Before we learn anything about what is haunting Lois, the story of her misfortune is set up in the introduction of the story. Atwood sets up the story of something haunting Lois with the line,

Despite the fact that there are no people in them or even animals, it's as if there is something, or a someone, looking back out.

At this moment, we don’t understand the full meaning of this sentence, but it creates a sense of foreboding about what Lois feels looking at her in the paintings. It foreshadows the guilt she feels about Lucy’s death and the dreadful feeling of company she feels consistently following her through her life. That sense of never being alone is explained at the end of the story, when Lois says that Lucy follows her like a “shadow.”

There are a few instances of foreshadowing in the story of camp before Lucy goes missing. The first is when Lucy tells Lois that she doesn’t want to go home after camp is over. Lucy has experienced a hard set of circumstances at home recently, her parents had split up, and she disliked the people they had married. She tells Lois,

“It would be nice not to go back.”

“To camp?” Said Lois.

“To Chicago” Said Lucy, “I hate it there.”

The problems that Lucy faces, and her desire to not only break the rules but also get away foreshadows her disappearance—she wants to go somewhere else, anywhere else, rather than go home.

Later that day, when they were on their hike up to the lookout point, Lucy tells Lois that she wants to jump down into the water below. Lois tells her shes “nuts,” but this scene too foreshadows that Lucy might do something crazy—which could cause her disappearance.

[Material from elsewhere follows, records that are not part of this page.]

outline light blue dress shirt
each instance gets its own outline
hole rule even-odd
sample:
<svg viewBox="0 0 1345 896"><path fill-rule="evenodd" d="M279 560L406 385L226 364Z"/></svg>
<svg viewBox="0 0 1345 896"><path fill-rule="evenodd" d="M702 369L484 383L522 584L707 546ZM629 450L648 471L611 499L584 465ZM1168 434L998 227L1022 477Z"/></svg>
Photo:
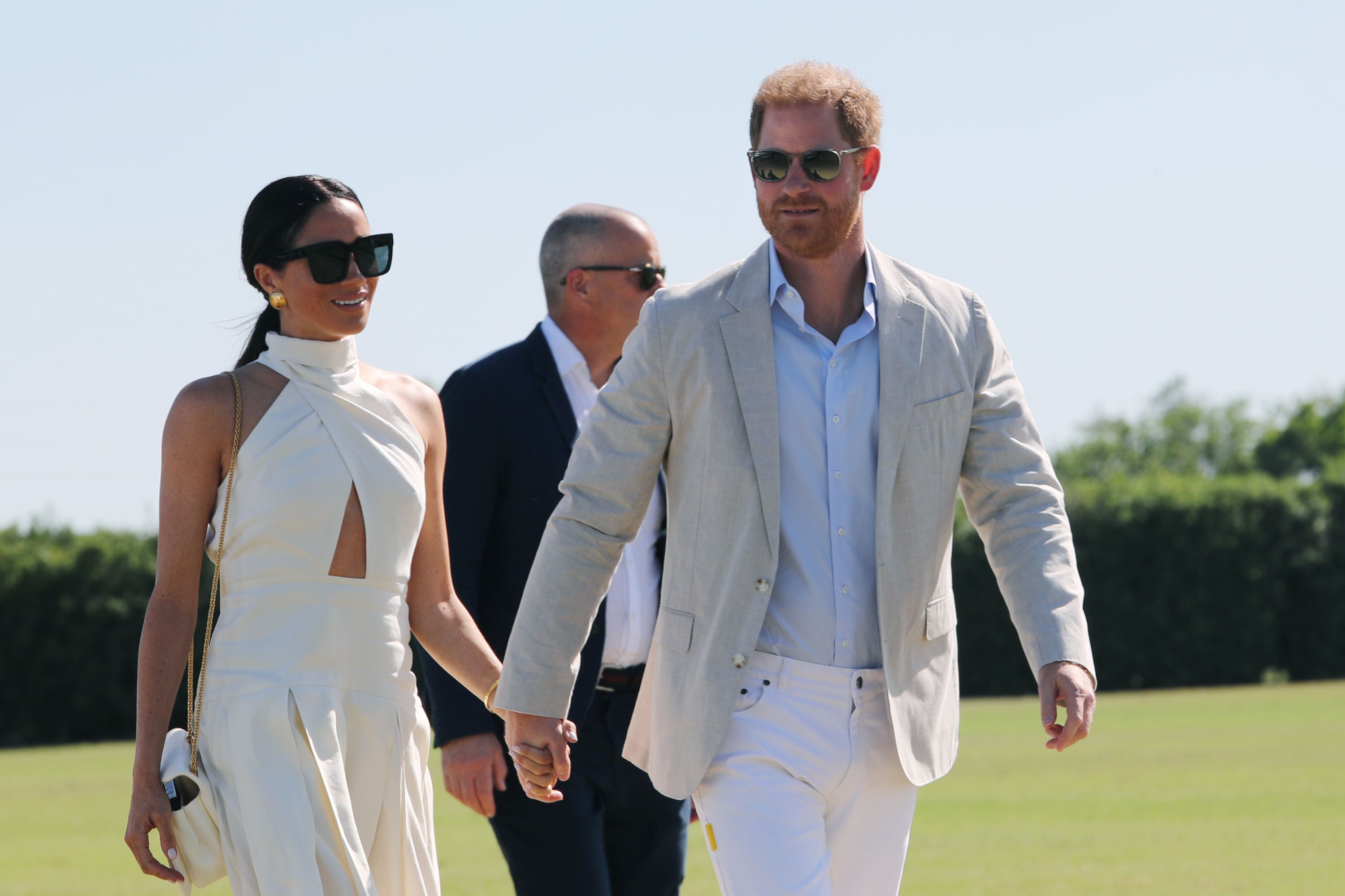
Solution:
<svg viewBox="0 0 1345 896"><path fill-rule="evenodd" d="M872 250L863 312L833 344L803 320L771 243L780 415L780 566L757 650L846 669L882 665L874 548L878 325Z"/></svg>

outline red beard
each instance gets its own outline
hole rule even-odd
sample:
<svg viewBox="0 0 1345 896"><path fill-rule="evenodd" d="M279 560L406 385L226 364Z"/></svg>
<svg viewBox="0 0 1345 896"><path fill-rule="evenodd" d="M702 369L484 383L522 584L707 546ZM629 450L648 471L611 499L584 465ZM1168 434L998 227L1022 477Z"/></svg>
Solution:
<svg viewBox="0 0 1345 896"><path fill-rule="evenodd" d="M818 211L800 220L785 216L785 210L799 207L816 207ZM859 220L859 191L855 189L841 206L830 206L818 196L802 203L781 196L767 208L759 195L757 215L776 247L798 258L826 258L841 249L854 231Z"/></svg>

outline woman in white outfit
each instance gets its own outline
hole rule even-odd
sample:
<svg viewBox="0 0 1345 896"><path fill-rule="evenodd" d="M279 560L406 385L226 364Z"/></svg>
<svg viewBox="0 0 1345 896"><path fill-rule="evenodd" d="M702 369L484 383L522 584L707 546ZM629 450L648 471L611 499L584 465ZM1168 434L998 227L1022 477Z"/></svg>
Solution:
<svg viewBox="0 0 1345 896"><path fill-rule="evenodd" d="M355 353L391 236L370 234L340 181L286 177L247 210L242 257L268 306L235 369L242 447L200 720L229 881L239 896L437 896L410 634L483 699L500 665L452 590L438 398ZM164 430L126 827L141 869L172 881L148 832L174 850L159 759L233 441L230 377L184 388Z"/></svg>

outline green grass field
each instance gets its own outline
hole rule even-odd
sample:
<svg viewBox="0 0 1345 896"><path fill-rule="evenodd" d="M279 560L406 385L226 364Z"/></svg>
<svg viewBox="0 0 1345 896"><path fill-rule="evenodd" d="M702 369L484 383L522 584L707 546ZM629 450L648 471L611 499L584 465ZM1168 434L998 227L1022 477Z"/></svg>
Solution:
<svg viewBox="0 0 1345 896"><path fill-rule="evenodd" d="M1063 755L1036 717L1033 700L963 704L902 896L1345 892L1345 682L1104 693ZM129 767L125 743L0 751L0 893L176 892L121 844ZM484 819L438 795L444 892L510 893ZM682 892L717 892L699 830Z"/></svg>

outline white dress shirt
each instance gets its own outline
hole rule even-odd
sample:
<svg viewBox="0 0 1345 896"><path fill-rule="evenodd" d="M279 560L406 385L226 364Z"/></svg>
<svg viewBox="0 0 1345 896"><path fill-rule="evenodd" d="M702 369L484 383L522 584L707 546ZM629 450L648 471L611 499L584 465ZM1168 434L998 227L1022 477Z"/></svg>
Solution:
<svg viewBox="0 0 1345 896"><path fill-rule="evenodd" d="M869 250L863 261L863 312L833 344L804 322L771 243L780 566L757 650L847 669L882 665L877 286Z"/></svg>
<svg viewBox="0 0 1345 896"><path fill-rule="evenodd" d="M551 348L555 369L561 372L565 396L574 411L574 423L584 429L589 411L597 403L599 388L589 376L588 361L574 343L561 332L551 316L542 318L542 334ZM621 551L621 562L607 588L607 638L603 642L604 666L638 666L650 658L654 623L659 613L662 571L654 548L663 524L663 489L654 489L650 508L635 540Z"/></svg>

The reason Lucy’s sudden disappearance haunts Lois is that she feels responsible. Despite the way she tells the story, others blame her of pushing Lucy off the cliff, and Lois is so distraught that she starts to question even her telling of the events. It is easy to understand then why she compulsively buys paintings that remind her of the scene, and why the ghost of Lucy follows her everywhere, through her entire life, and now fills the void of loneliness in her life.